Damit soll der Grundsatz verankert werden, dass die Behörden künftig die Täter aus der gemeinsamen Wohnung entfernen und nicht die Opfer ihr Heim verlassen müssen. «Die Geissel der häuslichen Gewalt zieht sich durch alle Schichten, sie steckt tief drin in unserer Gesellschaft», sagt de Quattro. «Wir müssen sie effizienter und entschiedener bekämpfen.»
Opfer müssen doppelt leiden
Vor ihrer Wahl in den Nationalrat leitete de Quattro als Regierungsrätin das Waadtländer Sicherheitsdepartement. «Ich war bei Einsätzen der Polizei dabei und kenne den Druck, der auf den Familien lastet.»
Aus ihrem Heimatkanton stammt das Prinzip, das die Parlamentarierinnen nun auf Bundesebene festschreiben wollen: Wer schlägt, geht.
Bevor dieser Grundsatz in der Waadt gängige Praxis wurde, hätten 95 Prozent der Opfer die gemeinsame Wohnung verlassen. Sie hätten doppelt gelitten: erst an der Gewalt, dann an der Vertreibung von zu Hause. Ein paar Wochen später, so de Quattro, sässen alle wieder in der gleichen Wohnung, der Druck steige erneut.
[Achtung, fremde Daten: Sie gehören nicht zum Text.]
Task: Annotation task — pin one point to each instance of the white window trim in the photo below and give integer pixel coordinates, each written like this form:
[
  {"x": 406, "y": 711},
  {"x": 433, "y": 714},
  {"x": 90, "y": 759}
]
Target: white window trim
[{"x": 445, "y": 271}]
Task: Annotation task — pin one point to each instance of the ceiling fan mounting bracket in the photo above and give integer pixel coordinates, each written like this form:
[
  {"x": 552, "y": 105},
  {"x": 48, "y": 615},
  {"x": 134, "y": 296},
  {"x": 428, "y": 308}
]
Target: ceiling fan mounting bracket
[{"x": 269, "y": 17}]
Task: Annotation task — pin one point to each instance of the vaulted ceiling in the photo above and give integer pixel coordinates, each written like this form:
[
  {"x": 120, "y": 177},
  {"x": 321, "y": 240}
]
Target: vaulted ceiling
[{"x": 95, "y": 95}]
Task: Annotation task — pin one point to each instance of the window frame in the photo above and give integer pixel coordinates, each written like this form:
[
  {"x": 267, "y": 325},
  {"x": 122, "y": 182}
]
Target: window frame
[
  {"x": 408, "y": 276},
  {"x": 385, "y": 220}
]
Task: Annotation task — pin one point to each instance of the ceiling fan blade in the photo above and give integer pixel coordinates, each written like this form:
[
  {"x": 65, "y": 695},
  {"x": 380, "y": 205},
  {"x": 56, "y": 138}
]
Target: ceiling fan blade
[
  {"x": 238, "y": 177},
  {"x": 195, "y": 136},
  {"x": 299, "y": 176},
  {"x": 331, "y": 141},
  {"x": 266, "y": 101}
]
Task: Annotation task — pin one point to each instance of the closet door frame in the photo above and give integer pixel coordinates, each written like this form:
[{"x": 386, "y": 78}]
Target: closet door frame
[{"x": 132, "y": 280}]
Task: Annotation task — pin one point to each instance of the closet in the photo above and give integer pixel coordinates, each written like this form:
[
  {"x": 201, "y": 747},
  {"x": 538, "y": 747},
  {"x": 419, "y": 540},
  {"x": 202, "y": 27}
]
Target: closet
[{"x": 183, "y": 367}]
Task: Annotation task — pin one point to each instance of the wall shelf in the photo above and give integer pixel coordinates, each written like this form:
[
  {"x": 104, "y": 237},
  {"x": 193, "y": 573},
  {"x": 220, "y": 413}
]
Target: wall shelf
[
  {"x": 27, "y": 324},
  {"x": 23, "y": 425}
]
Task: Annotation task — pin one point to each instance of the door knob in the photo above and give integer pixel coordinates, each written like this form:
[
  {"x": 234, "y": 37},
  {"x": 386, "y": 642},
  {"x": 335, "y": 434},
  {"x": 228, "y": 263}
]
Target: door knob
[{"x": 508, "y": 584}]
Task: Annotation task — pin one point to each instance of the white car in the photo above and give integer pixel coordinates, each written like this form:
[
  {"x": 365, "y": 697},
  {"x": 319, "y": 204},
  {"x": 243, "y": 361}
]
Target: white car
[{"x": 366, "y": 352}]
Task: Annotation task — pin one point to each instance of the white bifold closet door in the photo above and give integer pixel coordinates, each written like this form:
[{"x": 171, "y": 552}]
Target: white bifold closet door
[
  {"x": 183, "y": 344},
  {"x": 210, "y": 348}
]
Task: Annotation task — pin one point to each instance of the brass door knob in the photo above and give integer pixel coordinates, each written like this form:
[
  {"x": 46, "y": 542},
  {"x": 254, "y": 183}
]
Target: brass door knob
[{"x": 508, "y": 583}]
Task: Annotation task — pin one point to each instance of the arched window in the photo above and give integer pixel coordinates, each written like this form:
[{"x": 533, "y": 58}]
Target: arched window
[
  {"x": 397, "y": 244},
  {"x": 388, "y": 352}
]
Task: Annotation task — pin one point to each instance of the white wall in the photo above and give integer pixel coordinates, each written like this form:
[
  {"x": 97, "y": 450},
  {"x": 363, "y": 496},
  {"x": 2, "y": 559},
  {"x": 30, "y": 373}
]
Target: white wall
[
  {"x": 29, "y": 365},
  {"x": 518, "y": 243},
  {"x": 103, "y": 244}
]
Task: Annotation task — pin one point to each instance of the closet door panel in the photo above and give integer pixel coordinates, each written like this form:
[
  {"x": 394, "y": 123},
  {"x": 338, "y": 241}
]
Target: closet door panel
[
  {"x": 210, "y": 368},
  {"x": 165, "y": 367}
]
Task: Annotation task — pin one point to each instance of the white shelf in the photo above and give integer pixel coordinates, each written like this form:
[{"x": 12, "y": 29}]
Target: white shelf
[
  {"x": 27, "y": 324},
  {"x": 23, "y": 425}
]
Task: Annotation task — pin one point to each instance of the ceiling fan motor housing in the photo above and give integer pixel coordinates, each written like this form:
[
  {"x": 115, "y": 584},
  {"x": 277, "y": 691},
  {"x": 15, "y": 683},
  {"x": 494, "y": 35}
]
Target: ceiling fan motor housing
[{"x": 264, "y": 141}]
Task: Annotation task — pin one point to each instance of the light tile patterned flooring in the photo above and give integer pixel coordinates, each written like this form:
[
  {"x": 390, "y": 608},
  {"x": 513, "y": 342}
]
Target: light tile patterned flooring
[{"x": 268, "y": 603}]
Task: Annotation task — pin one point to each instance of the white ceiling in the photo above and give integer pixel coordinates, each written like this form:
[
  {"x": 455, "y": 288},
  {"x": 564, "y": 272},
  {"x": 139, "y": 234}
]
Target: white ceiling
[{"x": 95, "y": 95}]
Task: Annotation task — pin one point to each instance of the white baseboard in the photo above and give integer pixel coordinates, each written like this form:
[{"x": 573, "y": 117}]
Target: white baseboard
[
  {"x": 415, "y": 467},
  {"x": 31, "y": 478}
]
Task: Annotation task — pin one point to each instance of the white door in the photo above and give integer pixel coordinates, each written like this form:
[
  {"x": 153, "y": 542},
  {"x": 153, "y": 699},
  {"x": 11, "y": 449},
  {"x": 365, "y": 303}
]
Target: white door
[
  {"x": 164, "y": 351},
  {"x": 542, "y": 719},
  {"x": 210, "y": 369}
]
Grösste Gefahr für Frauen sind die eigenen vier Wände
Diesen Teufelskreis der Gewalt gilt es zu durchbrechen, erklären die Politikerinnen. Das bedeute auch, Begleitprogramme für Opfer und Täter zu verstärken. «Der gefährlichste Ort für eine Frau, an dem das Risiko, verletzt oder sogar getötet zu werden, am grössten ist, sind die eigenen vier Wände», sagt SP-Nationalrätin Min Li Marti.
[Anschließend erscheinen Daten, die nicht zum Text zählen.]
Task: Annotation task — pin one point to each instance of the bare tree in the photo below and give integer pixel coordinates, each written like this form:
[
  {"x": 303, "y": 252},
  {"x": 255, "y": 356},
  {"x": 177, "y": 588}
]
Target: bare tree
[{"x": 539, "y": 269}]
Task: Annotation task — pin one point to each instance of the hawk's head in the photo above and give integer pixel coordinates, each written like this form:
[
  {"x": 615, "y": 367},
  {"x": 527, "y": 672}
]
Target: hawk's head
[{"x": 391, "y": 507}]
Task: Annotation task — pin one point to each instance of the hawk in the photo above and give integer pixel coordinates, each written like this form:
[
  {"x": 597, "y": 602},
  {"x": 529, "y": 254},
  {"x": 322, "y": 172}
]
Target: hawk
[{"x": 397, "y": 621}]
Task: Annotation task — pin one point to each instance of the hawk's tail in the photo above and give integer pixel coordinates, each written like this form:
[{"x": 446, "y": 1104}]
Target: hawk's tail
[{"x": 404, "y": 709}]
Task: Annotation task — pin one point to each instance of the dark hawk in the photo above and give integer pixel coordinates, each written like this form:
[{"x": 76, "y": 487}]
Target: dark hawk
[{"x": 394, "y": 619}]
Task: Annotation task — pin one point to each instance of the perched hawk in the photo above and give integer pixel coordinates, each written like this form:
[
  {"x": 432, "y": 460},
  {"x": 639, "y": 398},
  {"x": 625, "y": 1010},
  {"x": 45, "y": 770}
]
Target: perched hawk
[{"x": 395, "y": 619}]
Umso wichtiger, dass punkto häuslicher Gewalt heute ein parteiübergreifender Konsens existiere – auch infolge der Erneuerung des Parlaments bei den Wahlen vor anderthalb Jahren und des Frauenstreiks von 2019. Noch nie wurden derart viele Parlamentarierinnen in die Räte gewählt. Marti: «Zugleich haben die Wählerinnen aber die Erwartung, dass diese Politikerinnen ihre Anliegen auch vertreten.»